PİRHA – Ankaralı seyyar satıcılar, valilik ve Çankaya Belediyesi’nin, işportacılık yapanlara yönelik ‘görüntü kirliliği’ gerekçesiyle çıkardığı yasaklama kararına tepkili. “Sokaklarımızı istiyoruz” diyen işportacılar “Sosyal demokrasiyi savunan bir belediye bunu yapıyor. Kendimizi bu toplumdan dışlanmış hissediyoruz. Yazıktır, günahtır” dedi. 

Haberin devamı için

Ankara’da geceleri tezgah açıp satış yapan 300 civarındaki işportacının ‘görüntü kirliliği’ sebebiyle engellenmesi tepkileri de beraberinde getirdi.

Kızılay’da Çankaya Belediye binası önünde bir araya gelen işportacılar, “Sokaklarımızı geri verin” diyerek valilik yasağının kaldırılmasını talep etti.

“TEK GEÇİM KAYNAĞIM İŞPORTACILIK”

İşportacılardan Sinnur Özpamuk, 16 yıldır Karanfil Sokak’ta tezgah açıyor. “Aileme ve çocuklarıma yardımcı olmaya çalışıyordum” diyen Özpamuk, tek geçim kaynaklarının işporta olduğuna dikkat çekiyor.

Tepkilerini dile getirmek için Çankaya Belediye binası önünde işportacılarla bir araya gelen Sinnur Özpamuk, “Belediye, Karanfil Sokağını bize görüntü kirliliği yaptığımız gerekçesiyle kapattığını söylüyor. Ama biz bu sokağa girmeye mecburuz. Yükümlü olduğumuz çocuklarımız ve bir ailemiz var” diyor.

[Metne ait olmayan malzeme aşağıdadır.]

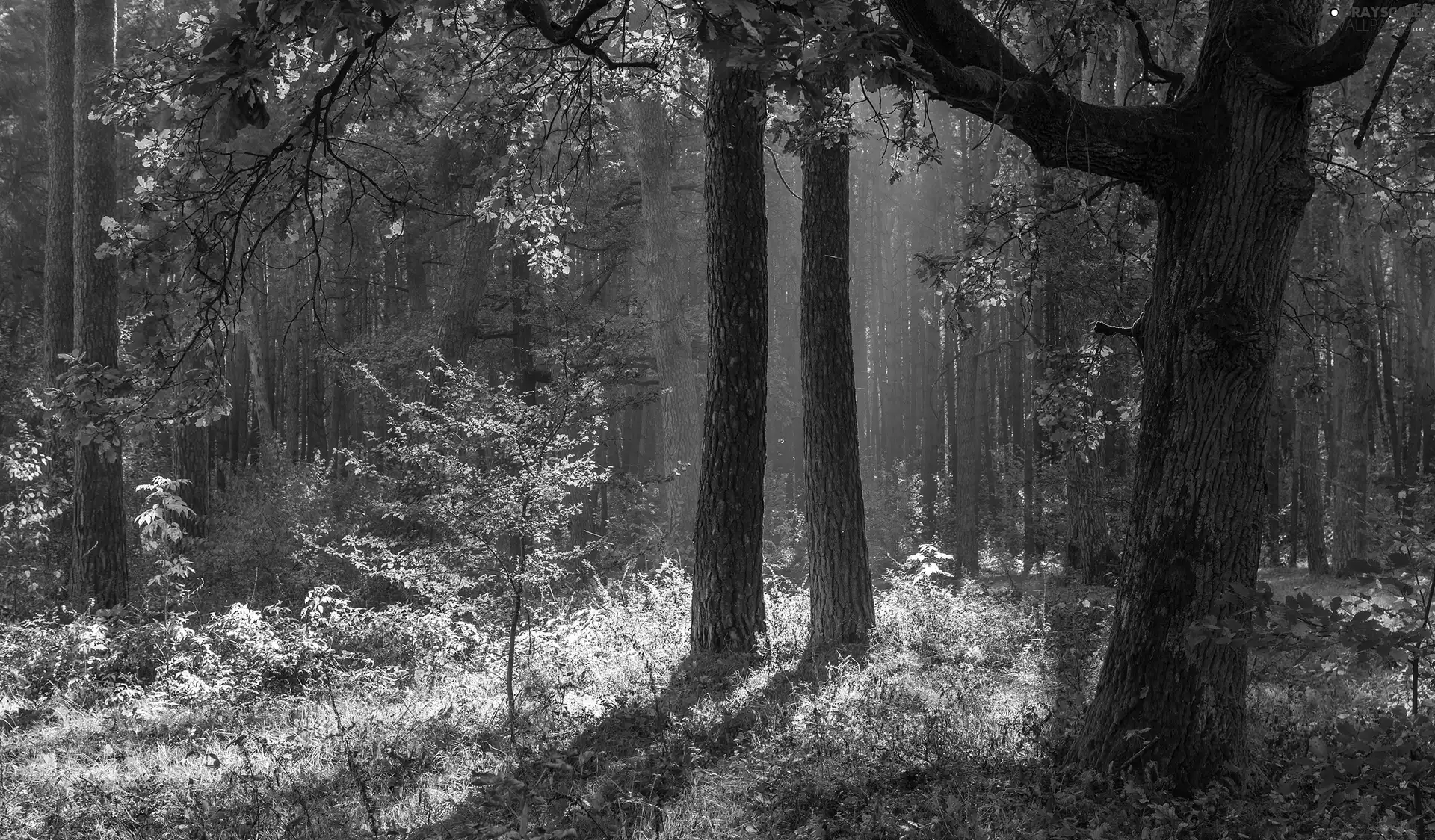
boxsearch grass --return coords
[0,557,1423,840]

Bir aydan fazla bir süredir tezgah açamadıklarını söyleyen Özpamuk, “Belediye ile görüşmelerimizden bir sonuç alamazsak daha farklı yollara başvuracağız. Kılıçdaroğlu’na kadar gidip görüşmeyi düşünüyoruz” diye de ekledi.

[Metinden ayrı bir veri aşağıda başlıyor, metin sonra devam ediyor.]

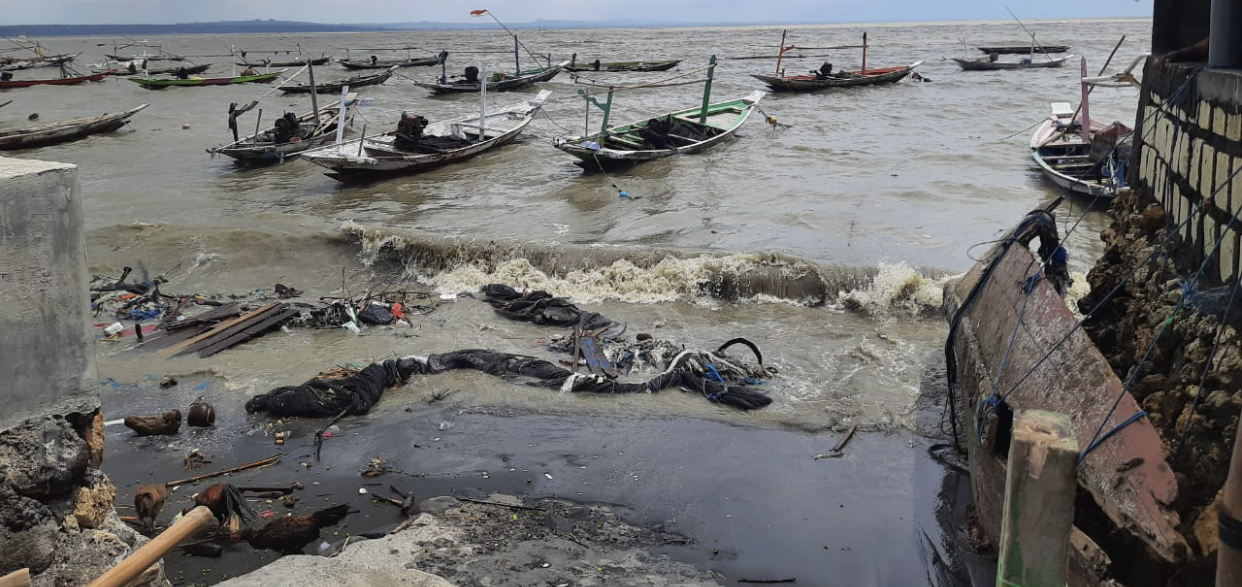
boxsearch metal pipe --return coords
[1207,0,1242,69]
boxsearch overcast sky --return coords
[0,0,1151,25]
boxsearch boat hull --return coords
[0,104,147,150]
[751,61,923,92]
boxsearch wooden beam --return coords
[996,410,1078,587]
[89,505,215,587]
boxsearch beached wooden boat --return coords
[0,104,147,150]
[125,69,284,89]
[415,61,569,94]
[553,91,764,168]
[1031,102,1131,199]
[953,55,1073,71]
[281,66,397,94]
[207,94,355,165]
[236,56,332,67]
[565,53,682,72]
[750,30,923,92]
[975,45,1069,55]
[337,56,440,69]
[302,89,551,181]
[0,73,108,89]
[92,63,211,76]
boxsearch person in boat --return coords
[392,112,427,150]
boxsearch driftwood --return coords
[164,454,281,488]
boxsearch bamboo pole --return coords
[89,505,215,587]
[1216,404,1242,587]
[996,410,1078,587]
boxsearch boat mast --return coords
[699,55,715,124]
[775,29,789,77]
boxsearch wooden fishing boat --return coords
[553,91,764,168]
[302,89,551,181]
[337,56,440,69]
[207,93,356,165]
[953,55,1073,71]
[415,61,569,94]
[125,69,284,89]
[565,53,682,72]
[1031,102,1131,199]
[0,104,147,150]
[281,66,399,94]
[236,56,332,67]
[0,73,108,89]
[975,45,1069,55]
[751,31,923,92]
[92,63,211,77]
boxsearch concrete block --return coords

“ÇEVRE DÜZENLEMESİ BAHANESİYLE SOKAKLARDAN ÇIKARILDIK”

Kızılay’da yaklaşık 7 yıldır tezgah açan işportacı Hakan da belediyenin, çevre düzenlemesini bahane ederek satışlarına engel olduğunu söylüyor.

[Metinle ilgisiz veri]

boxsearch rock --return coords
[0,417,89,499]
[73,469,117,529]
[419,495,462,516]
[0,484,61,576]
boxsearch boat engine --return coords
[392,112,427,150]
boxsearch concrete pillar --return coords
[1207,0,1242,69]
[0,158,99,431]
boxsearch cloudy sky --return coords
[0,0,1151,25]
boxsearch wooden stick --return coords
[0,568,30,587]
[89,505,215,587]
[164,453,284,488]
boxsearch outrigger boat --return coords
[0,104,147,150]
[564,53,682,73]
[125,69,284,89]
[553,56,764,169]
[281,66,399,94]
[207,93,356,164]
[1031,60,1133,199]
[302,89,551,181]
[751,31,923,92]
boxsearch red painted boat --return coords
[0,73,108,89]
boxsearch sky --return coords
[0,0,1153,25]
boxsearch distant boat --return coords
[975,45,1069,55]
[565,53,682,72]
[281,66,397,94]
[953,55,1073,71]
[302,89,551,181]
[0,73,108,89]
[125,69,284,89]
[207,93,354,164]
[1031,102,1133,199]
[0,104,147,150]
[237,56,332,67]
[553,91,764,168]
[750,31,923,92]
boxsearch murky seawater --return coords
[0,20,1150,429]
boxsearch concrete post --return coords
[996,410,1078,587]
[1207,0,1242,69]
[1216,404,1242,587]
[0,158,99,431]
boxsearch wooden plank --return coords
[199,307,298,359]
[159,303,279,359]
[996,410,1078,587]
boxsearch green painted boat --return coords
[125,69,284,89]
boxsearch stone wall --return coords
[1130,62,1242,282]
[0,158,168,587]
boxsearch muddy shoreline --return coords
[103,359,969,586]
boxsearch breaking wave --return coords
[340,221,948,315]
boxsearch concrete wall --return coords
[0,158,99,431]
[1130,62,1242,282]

Hakan, işportacıların Kızılay’a farklı bir renk kattığını da söyleyerek şunları anlattı:

“Çevre düzenlemesinden sonra da Karanfil sokağının bize açılmayacağı bildirildi. Nedenini düşünemiyorum. İnsanlar ailece gelip tezgah açtığımız sokaklarda gezinebiliyorlardı. Civardaki esnaf da rahatsız olmuyordu. Belediyeden şunu talep ediyoruz; madem burada kanunsuzluk var siz de kanun çerçevesinde bize bir yol gösterin. Hep birlikte burayı canlandıralım.”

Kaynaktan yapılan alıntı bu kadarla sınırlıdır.